Hierarchical graded IRT

saschagobel · July 22, 2021, 4:02pm

Hi all,

Is there a way to fit a hierarchical graded IRT model with brms where both the mean and the variance of the ability parameter may depend on covariates? The goal here is to get subgroup-specific (defined by covariates) fitted values of the ability parameter, not predicted probabilites at specific item categories.

This was implemented using the EM algorithm here https://github.com/xiangzhou09/hIRT. However, for various reasons I’d rather rely on a Bayesian approach, preferably via brms but directly in Stan would also be fine.

I tried 1pl and 2pl brms models of the following form.

1pl_formula <- bf(response ~ 1 + X + (1 | item) + (1 | id))
fit_1pl <- brm(
  formula = 1pl_formula,
  data = data,
  family = brmsfamily("cumulative", "logit"),
  iter = 1000,
  cores = 4
)

2pl_formula <- bf(response ~ 1 + X + (1 | item) + (1 | id),
              disc ~ 1 + (1 | item))
fit_2pl <- brm(
  formula = 2pl_formula,
  data = data,
  family = brmsfamily("cumulative", "logit"),
  iter = 1000,
  cores = 4
)

Here the model is still not heteroscedastic but I’m anyway more interested in the mean regression of the ability parameter. My initial thought was that predictions could be obtained by building the linear predictor using the estimated ability parameters and population-level covariates (without the difficulty and discrimination parameters or category-specific intercepts, since the focus is on the mean structure of the ability parameter). This works fine and when replicating a model with year spline terms from the paper corresponding to the EM approach, the group-specific trends in the ability parameters are pretty close.

However the baseline category of the covariates, in this case the earliest year, will naturally always be at zero of the ability scale. In the EM implementation above, the output is the mean regression, i.e., the linear predictor for the ability parameter including one global intercept, which represents the baseline category, so this shifts accordingly but thats not the case with the standard IRT.

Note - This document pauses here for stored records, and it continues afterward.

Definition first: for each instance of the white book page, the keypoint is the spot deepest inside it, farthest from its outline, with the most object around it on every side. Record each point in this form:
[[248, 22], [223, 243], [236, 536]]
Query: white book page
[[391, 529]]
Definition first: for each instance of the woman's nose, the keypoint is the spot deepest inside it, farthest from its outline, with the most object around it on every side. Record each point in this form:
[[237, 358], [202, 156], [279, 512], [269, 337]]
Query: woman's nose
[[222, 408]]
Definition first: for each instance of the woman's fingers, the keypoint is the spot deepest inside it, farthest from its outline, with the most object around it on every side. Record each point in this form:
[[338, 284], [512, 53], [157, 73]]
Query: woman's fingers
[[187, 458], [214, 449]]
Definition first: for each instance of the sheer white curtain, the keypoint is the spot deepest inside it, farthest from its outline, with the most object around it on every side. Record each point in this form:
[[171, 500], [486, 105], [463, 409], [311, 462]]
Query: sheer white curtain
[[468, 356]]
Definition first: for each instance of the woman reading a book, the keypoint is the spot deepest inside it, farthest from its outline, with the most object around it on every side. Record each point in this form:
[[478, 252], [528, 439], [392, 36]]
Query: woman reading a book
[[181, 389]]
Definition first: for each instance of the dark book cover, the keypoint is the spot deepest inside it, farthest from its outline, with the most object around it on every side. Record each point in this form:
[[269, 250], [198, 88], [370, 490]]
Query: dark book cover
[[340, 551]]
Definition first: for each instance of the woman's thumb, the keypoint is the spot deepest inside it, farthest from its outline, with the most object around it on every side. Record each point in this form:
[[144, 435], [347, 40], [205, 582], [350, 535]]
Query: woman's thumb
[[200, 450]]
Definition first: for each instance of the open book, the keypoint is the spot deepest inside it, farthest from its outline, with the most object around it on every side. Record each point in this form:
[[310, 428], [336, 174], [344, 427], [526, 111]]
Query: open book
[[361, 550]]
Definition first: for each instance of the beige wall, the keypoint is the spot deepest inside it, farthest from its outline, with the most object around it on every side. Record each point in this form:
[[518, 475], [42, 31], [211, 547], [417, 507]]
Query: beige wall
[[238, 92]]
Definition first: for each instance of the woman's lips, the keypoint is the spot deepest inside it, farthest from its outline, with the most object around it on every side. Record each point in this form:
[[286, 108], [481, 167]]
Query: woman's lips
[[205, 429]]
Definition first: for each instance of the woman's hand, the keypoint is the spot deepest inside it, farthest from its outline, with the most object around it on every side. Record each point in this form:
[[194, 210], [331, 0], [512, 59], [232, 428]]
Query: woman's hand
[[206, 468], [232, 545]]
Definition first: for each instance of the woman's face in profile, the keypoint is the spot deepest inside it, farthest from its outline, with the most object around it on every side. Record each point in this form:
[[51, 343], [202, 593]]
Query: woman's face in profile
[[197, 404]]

What am I missing, is this an identification issue or is this a special case that must be implemented directly in Stan?

martinmodrak · August 22, 2021, 9:14pm

Hi,
sorry for not getting to you earlier - did you manage to resolve the issue in the meantime?

Martin

saschagobel · September 11, 2021, 9:55am

Yes, I wrote the model in Stan and managed to replicate the results from the paper mentioned above. I don’t think that it is currently possible to build this type of model with brms.

However, it takes quite long to run so I tried to implement the reduce_sum parallelization, but I can’t get the model to compile.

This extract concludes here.